On February 22nd at 2:35pm EST at the Our Language Rights Canada Conference (register here) on Canadian Language Advocacy Day, journalists from New Canadian Media, will be presenting the panel "The Stories We Tell" on the topic of immigrant journalism in Canada. They state that "The goal of this panel is to explore how surviving colonization impacts the stories we write, the places we are published, and our recognition within the journalism industry". Get to know the amazing panelists that will be presenting on LAD23:


Aaron Hemens is a photo-journalist currently based in Kelowna, B.C. as a reporter with IndigiNews. As a non-Indigenous storyteller, the bulk of his work is learning and putting into practice respectful journalism that honours Indigenous voices, stories, teachings, place-names and protocols.



“I've undergone trauma-informed reporting, and unlearned traditional approaches to journalism that are harmful to Indigenous communities,” he said. “Decolonizing journalism is something I'm constantly learning through the Indigenous women that I work with, and I'm looking forward to sharing my experiences and the lessons that I've learned with you all.”





Dominique Gené is a Haitian-born freelance writer and journalist living in Ottawa, CA. She covers news and feature stories on student activism – including human rights, disability rights and other social justice.

She became the co-news editor of The Charlatan in May 2022, and interned as a student researcher at Carleton University in 2021.


Check out some of Gené’s unique reporting on diaspora communities with NCM here. She is finishing her studies in journalism and the humanities.









Susan Jose is our latest addition to NCM and is a freelance journalist with a background in broadcast and digital news. As a communications consultant, she has worked closely with creative teams at brands such as YouTube and currently lives in Toronto.


Jose worked closely with diaspora channels on YouTube to push regional content creators into the platform’s mainstream ecosystem. She says there is a contentious paradigm about language – “it can connect and it can act as a barrier.”









Kaitlyn Smith will be acting as the panel moderator.

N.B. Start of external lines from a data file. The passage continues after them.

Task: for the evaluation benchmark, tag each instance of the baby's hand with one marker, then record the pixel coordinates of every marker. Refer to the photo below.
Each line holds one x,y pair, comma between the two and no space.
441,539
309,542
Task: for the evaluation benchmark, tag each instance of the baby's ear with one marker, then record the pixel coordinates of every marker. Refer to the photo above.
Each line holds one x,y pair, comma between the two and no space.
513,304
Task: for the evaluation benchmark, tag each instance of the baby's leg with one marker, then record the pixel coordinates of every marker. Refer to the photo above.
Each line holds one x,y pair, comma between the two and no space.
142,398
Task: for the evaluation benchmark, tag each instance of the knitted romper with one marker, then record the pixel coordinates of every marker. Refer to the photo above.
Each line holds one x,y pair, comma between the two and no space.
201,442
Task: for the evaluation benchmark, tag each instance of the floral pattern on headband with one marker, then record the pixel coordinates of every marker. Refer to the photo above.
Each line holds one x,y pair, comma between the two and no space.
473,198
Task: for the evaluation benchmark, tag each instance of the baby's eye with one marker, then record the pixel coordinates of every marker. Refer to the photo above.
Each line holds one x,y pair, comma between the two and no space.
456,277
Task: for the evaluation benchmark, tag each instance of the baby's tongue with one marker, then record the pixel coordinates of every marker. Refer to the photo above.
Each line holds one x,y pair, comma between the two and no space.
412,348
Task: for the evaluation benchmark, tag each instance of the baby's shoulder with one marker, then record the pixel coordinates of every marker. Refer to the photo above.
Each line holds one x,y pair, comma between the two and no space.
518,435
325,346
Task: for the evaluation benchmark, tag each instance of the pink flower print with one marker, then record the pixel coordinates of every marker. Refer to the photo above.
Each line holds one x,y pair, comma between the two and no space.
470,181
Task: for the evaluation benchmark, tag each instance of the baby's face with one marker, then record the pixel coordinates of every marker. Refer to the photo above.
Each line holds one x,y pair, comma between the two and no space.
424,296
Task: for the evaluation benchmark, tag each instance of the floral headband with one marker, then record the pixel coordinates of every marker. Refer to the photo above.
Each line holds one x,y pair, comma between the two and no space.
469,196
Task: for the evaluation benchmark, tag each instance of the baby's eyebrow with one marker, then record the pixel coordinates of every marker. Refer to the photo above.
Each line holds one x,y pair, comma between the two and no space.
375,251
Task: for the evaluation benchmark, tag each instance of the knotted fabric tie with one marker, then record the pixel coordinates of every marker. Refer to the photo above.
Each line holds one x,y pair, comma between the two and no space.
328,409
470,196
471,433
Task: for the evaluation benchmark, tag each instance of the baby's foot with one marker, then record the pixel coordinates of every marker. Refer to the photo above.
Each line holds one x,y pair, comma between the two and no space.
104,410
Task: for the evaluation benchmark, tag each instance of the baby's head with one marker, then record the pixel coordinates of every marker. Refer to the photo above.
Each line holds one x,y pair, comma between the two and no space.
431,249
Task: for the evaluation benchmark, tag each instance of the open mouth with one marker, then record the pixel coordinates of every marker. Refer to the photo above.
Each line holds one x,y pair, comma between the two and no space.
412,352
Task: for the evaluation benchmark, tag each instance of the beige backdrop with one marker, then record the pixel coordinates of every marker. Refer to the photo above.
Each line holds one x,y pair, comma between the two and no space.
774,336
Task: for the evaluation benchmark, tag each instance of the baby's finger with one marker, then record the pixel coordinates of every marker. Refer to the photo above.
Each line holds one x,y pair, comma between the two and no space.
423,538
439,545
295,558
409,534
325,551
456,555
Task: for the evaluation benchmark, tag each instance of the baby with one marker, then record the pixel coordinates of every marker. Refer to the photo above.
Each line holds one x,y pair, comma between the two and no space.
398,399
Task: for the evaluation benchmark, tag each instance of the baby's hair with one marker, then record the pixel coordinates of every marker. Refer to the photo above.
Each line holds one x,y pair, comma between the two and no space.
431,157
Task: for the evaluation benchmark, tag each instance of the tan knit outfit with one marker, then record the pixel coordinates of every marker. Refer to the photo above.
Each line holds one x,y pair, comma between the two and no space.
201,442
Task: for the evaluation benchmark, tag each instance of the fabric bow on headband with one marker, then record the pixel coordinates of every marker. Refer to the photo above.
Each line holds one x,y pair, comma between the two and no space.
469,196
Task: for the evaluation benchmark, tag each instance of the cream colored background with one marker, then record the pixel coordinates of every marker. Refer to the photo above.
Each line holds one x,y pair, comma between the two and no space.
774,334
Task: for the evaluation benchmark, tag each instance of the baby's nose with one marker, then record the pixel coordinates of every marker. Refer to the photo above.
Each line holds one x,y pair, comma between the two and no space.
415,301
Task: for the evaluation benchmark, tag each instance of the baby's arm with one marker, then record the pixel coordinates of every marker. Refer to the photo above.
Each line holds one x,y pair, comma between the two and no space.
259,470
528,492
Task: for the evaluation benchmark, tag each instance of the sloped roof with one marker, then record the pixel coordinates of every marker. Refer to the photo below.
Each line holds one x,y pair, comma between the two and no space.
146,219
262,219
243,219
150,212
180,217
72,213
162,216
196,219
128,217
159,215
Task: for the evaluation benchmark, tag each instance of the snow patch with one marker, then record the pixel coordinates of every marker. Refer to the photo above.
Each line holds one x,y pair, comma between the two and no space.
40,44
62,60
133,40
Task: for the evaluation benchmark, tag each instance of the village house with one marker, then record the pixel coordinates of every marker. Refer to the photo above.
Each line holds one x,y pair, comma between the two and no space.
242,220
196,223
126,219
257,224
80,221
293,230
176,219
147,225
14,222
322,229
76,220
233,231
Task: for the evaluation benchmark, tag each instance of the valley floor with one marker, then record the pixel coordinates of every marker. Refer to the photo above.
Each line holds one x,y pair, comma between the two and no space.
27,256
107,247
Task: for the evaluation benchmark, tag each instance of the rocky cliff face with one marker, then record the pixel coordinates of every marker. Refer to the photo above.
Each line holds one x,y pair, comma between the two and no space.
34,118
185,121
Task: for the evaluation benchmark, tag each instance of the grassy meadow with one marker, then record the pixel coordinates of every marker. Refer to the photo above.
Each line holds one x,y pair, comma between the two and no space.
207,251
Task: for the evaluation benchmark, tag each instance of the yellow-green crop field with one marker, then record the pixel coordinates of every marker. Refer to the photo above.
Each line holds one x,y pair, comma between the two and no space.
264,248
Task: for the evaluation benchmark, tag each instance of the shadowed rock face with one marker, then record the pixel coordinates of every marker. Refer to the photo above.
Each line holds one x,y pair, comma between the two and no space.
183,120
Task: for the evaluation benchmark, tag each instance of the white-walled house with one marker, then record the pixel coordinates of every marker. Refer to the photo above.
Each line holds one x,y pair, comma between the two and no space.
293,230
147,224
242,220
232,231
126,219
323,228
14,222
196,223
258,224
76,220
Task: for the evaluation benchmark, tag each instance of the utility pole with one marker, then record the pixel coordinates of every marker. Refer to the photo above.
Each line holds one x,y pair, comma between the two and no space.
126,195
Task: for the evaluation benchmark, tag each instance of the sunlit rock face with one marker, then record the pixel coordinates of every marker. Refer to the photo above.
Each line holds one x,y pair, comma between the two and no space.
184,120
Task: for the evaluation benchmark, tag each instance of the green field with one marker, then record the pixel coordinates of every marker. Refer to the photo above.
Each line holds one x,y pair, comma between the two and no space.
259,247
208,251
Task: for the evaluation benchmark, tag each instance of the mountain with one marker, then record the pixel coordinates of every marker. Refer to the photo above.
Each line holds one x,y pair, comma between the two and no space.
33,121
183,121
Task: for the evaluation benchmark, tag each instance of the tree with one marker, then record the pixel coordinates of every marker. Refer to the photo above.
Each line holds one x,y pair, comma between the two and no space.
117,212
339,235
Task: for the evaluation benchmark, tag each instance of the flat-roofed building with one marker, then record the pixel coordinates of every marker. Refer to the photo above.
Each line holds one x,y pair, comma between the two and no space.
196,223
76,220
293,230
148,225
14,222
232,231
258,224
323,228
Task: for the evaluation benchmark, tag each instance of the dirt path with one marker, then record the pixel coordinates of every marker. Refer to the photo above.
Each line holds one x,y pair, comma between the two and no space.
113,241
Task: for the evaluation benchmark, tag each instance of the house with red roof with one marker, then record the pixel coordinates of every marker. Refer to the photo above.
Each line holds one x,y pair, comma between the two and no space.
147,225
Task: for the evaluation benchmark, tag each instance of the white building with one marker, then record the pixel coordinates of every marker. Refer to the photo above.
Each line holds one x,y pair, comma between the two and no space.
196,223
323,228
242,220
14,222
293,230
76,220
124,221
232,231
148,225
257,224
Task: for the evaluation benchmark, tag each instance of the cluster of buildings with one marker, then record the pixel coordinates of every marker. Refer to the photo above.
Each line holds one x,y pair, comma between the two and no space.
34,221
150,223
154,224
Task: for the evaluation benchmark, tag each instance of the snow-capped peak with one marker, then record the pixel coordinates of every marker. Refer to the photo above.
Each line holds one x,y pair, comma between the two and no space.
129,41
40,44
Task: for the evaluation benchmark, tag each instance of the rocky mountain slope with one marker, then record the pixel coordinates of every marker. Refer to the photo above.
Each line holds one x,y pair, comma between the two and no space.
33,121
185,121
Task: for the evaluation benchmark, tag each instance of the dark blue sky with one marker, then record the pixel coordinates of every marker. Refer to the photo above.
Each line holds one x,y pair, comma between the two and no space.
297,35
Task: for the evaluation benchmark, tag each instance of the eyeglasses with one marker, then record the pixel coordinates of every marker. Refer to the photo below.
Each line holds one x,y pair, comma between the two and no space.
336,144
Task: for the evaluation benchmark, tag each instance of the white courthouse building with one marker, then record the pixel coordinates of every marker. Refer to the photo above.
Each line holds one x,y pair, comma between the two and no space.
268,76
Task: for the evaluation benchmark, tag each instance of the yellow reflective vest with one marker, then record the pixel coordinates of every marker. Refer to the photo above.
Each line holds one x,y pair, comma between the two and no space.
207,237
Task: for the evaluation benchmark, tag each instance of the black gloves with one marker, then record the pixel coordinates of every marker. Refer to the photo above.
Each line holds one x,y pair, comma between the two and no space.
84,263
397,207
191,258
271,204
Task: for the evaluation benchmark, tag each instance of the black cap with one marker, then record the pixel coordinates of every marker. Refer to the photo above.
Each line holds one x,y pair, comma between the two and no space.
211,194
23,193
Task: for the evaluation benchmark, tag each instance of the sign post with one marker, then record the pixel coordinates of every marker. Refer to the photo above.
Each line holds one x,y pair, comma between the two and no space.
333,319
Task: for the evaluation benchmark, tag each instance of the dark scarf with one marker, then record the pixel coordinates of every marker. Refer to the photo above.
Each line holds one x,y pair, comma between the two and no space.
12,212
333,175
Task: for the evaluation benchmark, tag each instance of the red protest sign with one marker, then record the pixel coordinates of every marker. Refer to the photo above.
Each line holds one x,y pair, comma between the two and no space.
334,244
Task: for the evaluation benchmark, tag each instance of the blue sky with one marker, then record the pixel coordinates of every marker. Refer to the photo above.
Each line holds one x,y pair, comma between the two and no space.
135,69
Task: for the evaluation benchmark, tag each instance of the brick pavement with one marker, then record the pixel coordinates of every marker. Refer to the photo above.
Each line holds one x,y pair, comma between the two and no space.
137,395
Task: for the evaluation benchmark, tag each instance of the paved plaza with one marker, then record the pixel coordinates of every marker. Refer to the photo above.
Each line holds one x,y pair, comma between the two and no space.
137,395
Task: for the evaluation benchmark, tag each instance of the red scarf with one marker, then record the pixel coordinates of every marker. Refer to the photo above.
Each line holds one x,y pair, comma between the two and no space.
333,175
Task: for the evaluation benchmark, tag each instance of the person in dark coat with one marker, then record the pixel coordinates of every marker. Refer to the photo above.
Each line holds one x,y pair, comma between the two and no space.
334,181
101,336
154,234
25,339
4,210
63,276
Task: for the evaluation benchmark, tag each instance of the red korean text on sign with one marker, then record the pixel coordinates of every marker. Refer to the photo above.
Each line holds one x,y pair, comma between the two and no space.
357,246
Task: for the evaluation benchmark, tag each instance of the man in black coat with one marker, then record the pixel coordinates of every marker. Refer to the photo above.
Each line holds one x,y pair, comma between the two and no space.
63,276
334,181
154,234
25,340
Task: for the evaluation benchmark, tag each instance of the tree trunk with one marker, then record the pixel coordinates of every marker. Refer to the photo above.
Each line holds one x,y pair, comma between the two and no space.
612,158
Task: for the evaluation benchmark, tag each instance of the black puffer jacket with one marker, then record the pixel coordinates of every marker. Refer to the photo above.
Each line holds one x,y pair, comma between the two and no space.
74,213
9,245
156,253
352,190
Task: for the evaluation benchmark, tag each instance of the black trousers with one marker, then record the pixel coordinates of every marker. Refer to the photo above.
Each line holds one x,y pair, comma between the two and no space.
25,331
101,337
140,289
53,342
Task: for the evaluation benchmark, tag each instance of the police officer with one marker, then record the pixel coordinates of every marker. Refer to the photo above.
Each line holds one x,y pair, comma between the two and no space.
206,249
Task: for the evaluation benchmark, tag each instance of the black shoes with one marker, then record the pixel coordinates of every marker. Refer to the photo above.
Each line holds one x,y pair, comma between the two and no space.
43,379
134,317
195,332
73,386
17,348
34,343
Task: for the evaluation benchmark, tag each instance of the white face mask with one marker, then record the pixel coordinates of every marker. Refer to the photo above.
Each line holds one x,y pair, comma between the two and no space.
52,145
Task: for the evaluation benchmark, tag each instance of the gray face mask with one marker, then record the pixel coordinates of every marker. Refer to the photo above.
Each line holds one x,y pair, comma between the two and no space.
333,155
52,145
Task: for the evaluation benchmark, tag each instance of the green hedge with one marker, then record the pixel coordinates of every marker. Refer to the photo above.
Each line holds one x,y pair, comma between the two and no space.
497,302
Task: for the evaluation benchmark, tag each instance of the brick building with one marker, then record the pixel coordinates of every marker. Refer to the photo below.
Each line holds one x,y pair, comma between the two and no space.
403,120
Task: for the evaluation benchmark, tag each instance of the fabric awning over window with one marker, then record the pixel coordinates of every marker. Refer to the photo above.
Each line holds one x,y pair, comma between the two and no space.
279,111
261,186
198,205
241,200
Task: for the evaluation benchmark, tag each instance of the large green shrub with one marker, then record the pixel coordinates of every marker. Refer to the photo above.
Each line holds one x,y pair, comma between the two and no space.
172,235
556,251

They hover between the world of projects and editorial writing and hope to be a newsroom editor some day.


A second-generation, mixed-race and non-conforming journalist, they cover news relevant to newcomers and refugees about diversity programming and funding; climate change; federal and Statistics Canada announcements; and other trending diaspora conversations.


They spent a year and a half attending and documenting Indigenous land title claims in Ontario, practicing informed consent and experimenting with what it means to decolonize the camera lens.